- Born: Alzek Misheff October 8, 1940 (age 85) Dupnica, Kyustendil, Bulgaria
- Known for: Performer, painter and musician
- Notable work: Swimming across the Atlantic, Music From the Sky.

= Alzek Misheff =

Italian artist

Alzek Misheff (Bulgarian: Алцек Мишев) (October 8, 1940) is a popular Bulgarian-Italian artist born in Dupnica, Bulgaria. Misheff graduated in 1966 with a degree in painting from the Academy of Fine Arts in Sofia. In 1971 he left Bulgaria for Italy where he currently lives and works in Milan, Italy.

Misheff is named after the Medieval Bulgar leader Alcek who led the Bulgars to Italy and settled in the area of Benevento.

==Career==
He is well known in the international art world for the project Swimming Across The Atlantic, which was executed in the swimming pool of the ocean liner Queen Elizabeth 2 in 1982 while traveling on the route between London and New York. In the book Europa-America - The different avant-gardes produced by Franco Maria Ricci in 1976, Achille Bonito Oliva inserts Misheff between the more 30 avant-garde artists in Europe. Between his more meaningful performances Music of the sky, concert-installation of 1979 in the Public square of the Dome of Milan.
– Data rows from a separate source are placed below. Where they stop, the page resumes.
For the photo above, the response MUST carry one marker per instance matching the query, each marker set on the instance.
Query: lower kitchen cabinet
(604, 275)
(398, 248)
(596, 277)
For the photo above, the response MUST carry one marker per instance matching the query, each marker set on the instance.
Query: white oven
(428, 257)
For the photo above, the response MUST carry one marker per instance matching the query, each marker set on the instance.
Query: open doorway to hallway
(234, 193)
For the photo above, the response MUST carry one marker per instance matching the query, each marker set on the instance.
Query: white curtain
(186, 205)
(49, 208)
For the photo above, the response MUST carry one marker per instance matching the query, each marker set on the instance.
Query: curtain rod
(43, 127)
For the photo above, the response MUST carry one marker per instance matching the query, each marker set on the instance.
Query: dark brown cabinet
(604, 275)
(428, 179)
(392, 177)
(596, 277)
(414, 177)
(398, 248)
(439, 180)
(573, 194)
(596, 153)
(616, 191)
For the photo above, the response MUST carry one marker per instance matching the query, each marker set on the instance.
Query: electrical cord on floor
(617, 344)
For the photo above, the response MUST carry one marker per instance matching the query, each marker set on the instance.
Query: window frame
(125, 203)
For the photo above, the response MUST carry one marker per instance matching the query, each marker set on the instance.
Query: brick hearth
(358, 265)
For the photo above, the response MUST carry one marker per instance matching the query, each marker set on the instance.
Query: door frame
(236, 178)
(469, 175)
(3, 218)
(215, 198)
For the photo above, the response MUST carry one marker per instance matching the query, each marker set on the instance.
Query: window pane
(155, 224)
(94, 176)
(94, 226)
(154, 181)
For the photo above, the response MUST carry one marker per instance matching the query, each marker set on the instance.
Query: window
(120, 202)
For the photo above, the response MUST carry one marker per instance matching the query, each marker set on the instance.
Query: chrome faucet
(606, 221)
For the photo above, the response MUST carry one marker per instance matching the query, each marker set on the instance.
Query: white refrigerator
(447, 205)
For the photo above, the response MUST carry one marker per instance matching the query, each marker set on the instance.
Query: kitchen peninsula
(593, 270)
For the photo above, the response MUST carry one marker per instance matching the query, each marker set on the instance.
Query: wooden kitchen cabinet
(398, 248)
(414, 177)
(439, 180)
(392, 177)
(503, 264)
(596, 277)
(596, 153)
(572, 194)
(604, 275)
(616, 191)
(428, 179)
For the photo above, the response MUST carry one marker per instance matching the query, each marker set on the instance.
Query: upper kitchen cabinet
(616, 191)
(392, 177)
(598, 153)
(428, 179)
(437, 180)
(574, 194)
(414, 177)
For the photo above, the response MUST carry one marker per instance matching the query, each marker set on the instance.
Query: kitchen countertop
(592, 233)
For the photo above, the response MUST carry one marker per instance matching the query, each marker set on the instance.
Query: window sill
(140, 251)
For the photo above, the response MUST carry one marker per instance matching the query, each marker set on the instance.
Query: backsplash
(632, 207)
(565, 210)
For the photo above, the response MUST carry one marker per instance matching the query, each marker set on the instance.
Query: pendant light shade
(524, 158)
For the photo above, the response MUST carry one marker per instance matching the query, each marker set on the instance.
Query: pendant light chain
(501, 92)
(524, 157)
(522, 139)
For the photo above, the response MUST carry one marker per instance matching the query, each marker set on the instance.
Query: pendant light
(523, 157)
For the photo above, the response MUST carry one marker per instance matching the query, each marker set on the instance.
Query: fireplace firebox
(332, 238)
Replicated in 1979 in Mills College of San Francisco and University of California Irvine (near Los Angeles).

He was invited to the Venice Biennial 2000, where he realized Proliferating Truth of Sentiment (Proliferante verità del sentimento): dived in full transparent water cylinder he has played with Lightning II (an infrared controller) and he has directed his quintet "The Swimmers".
In May 2005, at the Pavilion of Contemporary Art of Milan (PAC), he directed his "Concert for Stradivari violin, pianoforte Disklavier and quartet of mobilephones-violins" with the violinist Eugene Sarbu, Paganini prize winner.

He was invited for the second time to the Venice Biennial in 2007, with Chalk portrait music of Joseph Beuys, then in sept. 16 in the same year the closing concert Harmonia mundi per Joseph Beuys with the "Orchestra italiana di flauti" (Italian flute Orchestra).

==Current projects==
Currently he works at the Octavia Thea Studio which is located in Milan, Italy.